The --dangerously-skip-permissions flag is what makes it autonomous. It bypasses all of Claude Code’s permission prompts—no confirmation dialogs, no human approval needed. Claude can read, write, execute, and delete without asking.

I ran a few experiments—single agents on single projects. It worked. Then I tried queuing tasks before sleep and waking up to them done. That worked too.

But it was still one agent, one project, one task at a time. What if I built a team?

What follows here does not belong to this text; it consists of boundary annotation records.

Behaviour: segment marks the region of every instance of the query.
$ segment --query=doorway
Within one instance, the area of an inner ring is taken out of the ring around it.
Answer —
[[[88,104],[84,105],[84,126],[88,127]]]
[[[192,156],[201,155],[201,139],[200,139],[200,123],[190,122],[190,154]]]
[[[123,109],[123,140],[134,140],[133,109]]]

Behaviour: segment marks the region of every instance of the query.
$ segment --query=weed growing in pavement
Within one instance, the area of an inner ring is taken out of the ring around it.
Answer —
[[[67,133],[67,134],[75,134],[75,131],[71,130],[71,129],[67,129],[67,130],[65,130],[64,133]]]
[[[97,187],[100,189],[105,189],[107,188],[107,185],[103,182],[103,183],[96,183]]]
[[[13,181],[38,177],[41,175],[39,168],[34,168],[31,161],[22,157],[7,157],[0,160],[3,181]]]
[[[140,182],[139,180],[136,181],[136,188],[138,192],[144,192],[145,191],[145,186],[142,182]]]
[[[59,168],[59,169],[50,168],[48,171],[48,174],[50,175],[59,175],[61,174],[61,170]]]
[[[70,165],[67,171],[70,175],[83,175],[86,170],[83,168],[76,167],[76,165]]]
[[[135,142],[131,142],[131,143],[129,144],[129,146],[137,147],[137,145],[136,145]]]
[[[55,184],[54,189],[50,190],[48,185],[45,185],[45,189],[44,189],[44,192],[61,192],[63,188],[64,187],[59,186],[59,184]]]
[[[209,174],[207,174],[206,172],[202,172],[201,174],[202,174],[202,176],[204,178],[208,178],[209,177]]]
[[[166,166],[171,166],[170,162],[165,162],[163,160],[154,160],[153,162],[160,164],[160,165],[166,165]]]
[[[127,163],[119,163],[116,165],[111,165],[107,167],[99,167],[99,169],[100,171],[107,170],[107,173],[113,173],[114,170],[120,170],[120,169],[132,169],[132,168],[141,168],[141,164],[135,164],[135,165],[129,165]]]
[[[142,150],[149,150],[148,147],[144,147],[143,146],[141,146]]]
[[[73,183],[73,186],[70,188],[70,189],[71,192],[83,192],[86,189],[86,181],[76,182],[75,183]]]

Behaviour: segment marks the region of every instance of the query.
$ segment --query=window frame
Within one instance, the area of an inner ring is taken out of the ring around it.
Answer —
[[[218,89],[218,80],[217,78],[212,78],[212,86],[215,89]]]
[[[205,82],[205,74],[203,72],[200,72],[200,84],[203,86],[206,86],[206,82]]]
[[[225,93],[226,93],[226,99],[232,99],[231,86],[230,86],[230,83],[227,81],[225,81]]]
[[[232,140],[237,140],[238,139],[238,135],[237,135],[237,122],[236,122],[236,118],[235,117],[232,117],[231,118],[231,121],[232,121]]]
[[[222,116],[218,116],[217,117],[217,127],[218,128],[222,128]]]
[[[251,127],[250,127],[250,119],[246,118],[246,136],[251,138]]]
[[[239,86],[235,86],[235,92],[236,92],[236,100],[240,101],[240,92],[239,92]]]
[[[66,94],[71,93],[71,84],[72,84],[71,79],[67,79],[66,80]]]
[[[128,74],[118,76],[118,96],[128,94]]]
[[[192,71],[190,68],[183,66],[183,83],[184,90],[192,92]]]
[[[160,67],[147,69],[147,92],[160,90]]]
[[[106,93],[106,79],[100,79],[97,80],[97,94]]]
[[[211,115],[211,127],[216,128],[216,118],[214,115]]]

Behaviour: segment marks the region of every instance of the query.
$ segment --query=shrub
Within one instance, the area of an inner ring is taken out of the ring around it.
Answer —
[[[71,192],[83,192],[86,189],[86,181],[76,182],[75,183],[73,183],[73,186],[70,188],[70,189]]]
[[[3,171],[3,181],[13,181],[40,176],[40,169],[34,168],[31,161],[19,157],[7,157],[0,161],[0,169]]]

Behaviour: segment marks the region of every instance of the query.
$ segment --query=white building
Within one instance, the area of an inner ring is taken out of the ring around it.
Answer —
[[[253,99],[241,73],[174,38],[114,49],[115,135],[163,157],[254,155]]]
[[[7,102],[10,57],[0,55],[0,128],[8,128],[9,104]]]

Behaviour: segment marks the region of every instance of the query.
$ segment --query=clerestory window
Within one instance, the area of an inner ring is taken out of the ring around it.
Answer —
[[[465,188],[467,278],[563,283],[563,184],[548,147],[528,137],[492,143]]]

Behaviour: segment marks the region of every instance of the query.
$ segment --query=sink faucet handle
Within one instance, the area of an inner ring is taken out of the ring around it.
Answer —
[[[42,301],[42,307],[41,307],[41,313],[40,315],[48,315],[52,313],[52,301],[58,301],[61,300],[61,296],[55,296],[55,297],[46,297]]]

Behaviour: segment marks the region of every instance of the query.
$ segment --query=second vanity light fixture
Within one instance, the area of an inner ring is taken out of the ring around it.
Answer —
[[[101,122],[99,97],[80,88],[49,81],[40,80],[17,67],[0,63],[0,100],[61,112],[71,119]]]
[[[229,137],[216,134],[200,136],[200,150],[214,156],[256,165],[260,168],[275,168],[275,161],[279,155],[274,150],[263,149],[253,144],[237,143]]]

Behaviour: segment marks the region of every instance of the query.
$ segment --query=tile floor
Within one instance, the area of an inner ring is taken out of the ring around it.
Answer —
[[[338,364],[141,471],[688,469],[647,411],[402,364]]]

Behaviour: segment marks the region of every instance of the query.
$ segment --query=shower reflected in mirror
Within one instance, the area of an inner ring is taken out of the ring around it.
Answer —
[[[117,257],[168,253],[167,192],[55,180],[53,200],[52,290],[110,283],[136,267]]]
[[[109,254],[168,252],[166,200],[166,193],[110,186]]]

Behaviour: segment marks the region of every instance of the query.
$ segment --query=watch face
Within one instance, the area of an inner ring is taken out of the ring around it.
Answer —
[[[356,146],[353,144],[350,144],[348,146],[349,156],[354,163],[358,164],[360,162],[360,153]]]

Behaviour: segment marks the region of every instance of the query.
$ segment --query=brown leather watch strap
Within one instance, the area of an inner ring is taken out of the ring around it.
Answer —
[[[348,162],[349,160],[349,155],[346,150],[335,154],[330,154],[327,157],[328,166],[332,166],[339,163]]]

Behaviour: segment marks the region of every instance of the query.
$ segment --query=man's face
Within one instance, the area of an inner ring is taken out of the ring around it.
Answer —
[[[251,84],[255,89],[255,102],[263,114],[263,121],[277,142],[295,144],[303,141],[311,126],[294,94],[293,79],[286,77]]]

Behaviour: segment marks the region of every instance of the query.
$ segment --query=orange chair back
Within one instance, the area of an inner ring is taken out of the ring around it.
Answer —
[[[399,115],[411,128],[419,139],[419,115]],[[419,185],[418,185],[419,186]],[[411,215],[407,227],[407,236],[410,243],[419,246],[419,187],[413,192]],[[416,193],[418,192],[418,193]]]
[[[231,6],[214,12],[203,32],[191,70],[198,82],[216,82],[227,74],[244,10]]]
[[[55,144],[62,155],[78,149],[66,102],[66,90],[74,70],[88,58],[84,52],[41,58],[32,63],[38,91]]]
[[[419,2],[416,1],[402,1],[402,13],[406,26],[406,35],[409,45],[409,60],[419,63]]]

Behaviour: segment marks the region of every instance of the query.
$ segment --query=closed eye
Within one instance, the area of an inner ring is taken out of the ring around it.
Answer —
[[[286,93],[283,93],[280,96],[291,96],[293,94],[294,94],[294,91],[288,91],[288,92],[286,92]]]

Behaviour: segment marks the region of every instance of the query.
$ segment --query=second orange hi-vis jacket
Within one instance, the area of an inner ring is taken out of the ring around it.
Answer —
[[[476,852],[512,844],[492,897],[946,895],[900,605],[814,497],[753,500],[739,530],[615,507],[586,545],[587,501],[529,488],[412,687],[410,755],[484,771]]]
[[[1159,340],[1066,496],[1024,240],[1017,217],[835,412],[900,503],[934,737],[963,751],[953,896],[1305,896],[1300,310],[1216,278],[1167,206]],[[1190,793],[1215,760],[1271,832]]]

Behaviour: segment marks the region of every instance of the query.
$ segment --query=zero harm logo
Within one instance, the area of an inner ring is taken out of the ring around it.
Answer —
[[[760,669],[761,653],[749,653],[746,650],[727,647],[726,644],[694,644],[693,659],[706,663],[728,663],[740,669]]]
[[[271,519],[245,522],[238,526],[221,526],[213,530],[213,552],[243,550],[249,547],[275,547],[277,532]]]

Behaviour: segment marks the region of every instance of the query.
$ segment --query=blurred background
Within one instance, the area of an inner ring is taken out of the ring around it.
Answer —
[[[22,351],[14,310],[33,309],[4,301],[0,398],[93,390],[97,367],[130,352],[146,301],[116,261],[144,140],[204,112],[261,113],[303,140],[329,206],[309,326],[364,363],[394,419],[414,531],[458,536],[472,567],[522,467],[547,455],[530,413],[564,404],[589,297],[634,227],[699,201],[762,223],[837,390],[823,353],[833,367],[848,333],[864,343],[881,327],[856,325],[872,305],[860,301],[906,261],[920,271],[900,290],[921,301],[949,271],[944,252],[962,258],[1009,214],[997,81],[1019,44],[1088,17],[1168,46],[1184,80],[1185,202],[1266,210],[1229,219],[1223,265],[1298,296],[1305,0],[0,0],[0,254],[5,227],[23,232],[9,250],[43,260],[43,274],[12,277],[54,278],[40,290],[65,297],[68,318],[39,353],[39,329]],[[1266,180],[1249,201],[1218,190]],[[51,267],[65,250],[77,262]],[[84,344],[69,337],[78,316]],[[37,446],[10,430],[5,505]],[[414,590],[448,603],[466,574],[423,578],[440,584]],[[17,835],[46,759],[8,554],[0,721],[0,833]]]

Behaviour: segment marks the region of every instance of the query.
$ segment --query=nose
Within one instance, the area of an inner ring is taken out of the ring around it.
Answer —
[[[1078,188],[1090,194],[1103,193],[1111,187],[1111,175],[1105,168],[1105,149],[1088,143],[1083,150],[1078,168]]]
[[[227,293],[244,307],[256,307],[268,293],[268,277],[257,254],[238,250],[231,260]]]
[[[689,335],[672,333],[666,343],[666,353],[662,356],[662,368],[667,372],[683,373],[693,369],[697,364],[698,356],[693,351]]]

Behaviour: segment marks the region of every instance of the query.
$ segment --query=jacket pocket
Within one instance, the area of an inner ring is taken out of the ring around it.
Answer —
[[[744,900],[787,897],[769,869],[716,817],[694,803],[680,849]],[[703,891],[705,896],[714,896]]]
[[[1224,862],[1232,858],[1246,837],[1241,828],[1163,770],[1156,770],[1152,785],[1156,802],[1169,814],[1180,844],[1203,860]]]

The Agency: A Multi-Agent Company

I asked Claude to help me architect a complete software company with dedicated agents to fulfill different company roles. It came up with this:

AgentRole
DispatcherTriages requests, breaks them into tasks, routes to specialists
ArchitectDesigns systems, makes technical decisions, writes specifications
DeveloperImplements features, writes code
QATests functionality, finds bugs, runs security checks
ReviewerFinal quality gate, approves work for shipping

Each agent has its own personality file, its own goals queue, its own status updates. They communicate through markdown files in a handoffs/ directory. The Architect writes specs and hands them to the Developer. The Developer builds and hands to QA. QA tests and hands to the Reviewer. The Reviewer approves or sends back for changes.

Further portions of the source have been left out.